When I was about 12, I watched the old Robert Redford movie Three Days of the Condor with my mom, but I couldn’t get past the premise: CIA assassins targeting one of the agency’s own researchers, who Knows More Than He Should, even if he doesn’t know that he knows. This was so silly, so unrealistic, I complained. Nodding thoughtfully, Mom explained that the movie came out in the 1970s, soon after Watergate. People were paranoid then and angry. Murderous, far-reaching conspiracies just didn’t seem that far-fetched. But I just rolled my eyes. Stupid movie.
Watching The Bourne Ultimatum this past weekend, I felt Mom’s explanation come rushing back to me. In this new movie, a black-ops arm of the CIA merrily stomps on the Constitution with complete impunity (and not a little incompetence). The agents eavesdrop indiscriminately, employ torture, and assassinate private citizens in public areas, and none of it struck me as particularly silly or unrealistic. It’s a great thriller—taut and compelling—but it made me long for the days when I could roll my eyes at such paranoid, cynical plotlines.
Matt Damon reprises his role as Jason Bourne, an amnesiac haunted by the death of his girlfriend and his murky past as a CIA-trained killing machine. Having avenged Marie’s murder in The Bourne Supremacy, he’s now determined to uncover who he was before he became an assassin-bot and who, exactly, engineered that transformation. Meanwhile, cold-blooded careerist Noah Vosen (David Strathairn), head of the top-secret assassin-bot program, Black Briar, is continuing efforts to terminate Bourne, whom he essentially considers a malfunctioning weapon. Fortunately for Bourne, he may have allies within the agency: Nicky Parsons (Julia Stiles), his former handler, and Pamela Landry (Joan Allen), an agent whose doesn’t share Vosen’s enthusiasm for gunning down journalists, waterboarding recalcitrant trainees, and setting off bombs on crowded streets in Tangiers.

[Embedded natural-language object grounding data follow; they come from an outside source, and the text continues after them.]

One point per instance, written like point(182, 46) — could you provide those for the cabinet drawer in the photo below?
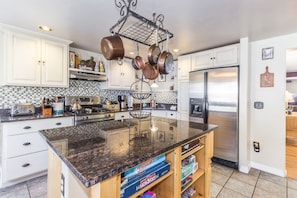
point(121, 115)
point(171, 114)
point(24, 144)
point(14, 128)
point(25, 165)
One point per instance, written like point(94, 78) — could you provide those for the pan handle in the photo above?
point(120, 61)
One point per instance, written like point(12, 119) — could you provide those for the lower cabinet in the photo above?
point(170, 185)
point(121, 115)
point(24, 152)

Essentially, the movie is just one long, globe-hopping chase scene, with Bourne eluding various Black Briar operatives as he attempts to track down Black Briar headquarters. It should be dull, but it isn’t. Filmed on location in London, Madrid, Tangiers, and New York, the chase sequences each have their own rich flavor. Paul Greengrass directs those sequences with vivid, kinetic, documentary-esque flair. And the choreography of those sequences is dazzling. In my favorite, Bourne tries to guide a terrified journalist through London’s Waterloo station by tracking the countless security cameras, creating diversions, and maiming the odd Black Briar agent. Intricate, surprising, and deliciously tense, that opening set piece primes the audience for all the high-wire excitement that comes after.

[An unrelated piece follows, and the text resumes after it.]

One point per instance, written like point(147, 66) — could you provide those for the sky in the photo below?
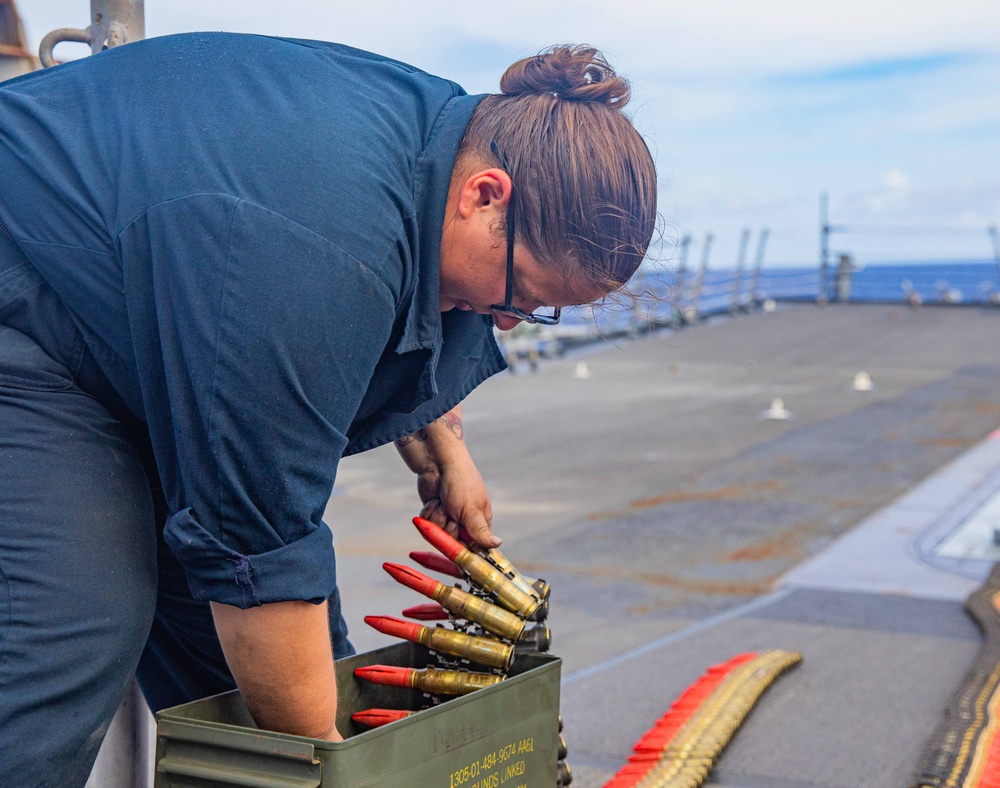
point(752, 110)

But if anyone keeps Ultimatum from becoming merely a well-oiled suspense machine, it’s Damon. He gives Bourne a sort of emotional weariness that offsets his superhuman strength, endurance, and reflexes, somehow making the impossibly invincible character compellingly human. Still grieving for Marie (and how could he not?—even in fleeting flashbacks, the vibrant Franka Potente is enchanting), Bourne shows no interest in Stiles’ dour, doll-eyed Nicky, but manages to avoid becoming similarly dour. It’s fun to watch the intelligence at work behind his watchful eyes, and his splintery black sense of humor crackles whenever it surfaces.
The smug, reactionary Vosen is hardly a worthy adversary for the unflappable Bourne, but he makes a great villain. Strathairn’s sharp-edged performance is striking, but even if it weren’t, we’d still eagerly await Vosen’s undoing. We’d still long to see him struck down and humbled, this dangerous little man who wields his unearned power so recklessly.
Not that Ultimatum is a political movie. It alludes to politically charged subjects—government surveillance and torture, prisoners in black hoods—but those don’t so much convey a message as they ground the film’s world in our own. And that’s what makes me so sad. We no longer need Communists or neo-Nazis or even Giuliani’s precious Islamic terrorists to be our villains. Why outsource when America provides all the villainy we need?
I just hope that fifteen or so years from now, if I have a daughter of my own and we watch this movie together, the world will have changed enough that she will complain about how silly and unrealistic it is. I will explain that it came out during the second George W. Bush administration. People were paranoid then and angry. Murderous, far-reaching conspiracies just didn’t seem that far-fetched. But she will just roll her eyes. Stupid movie.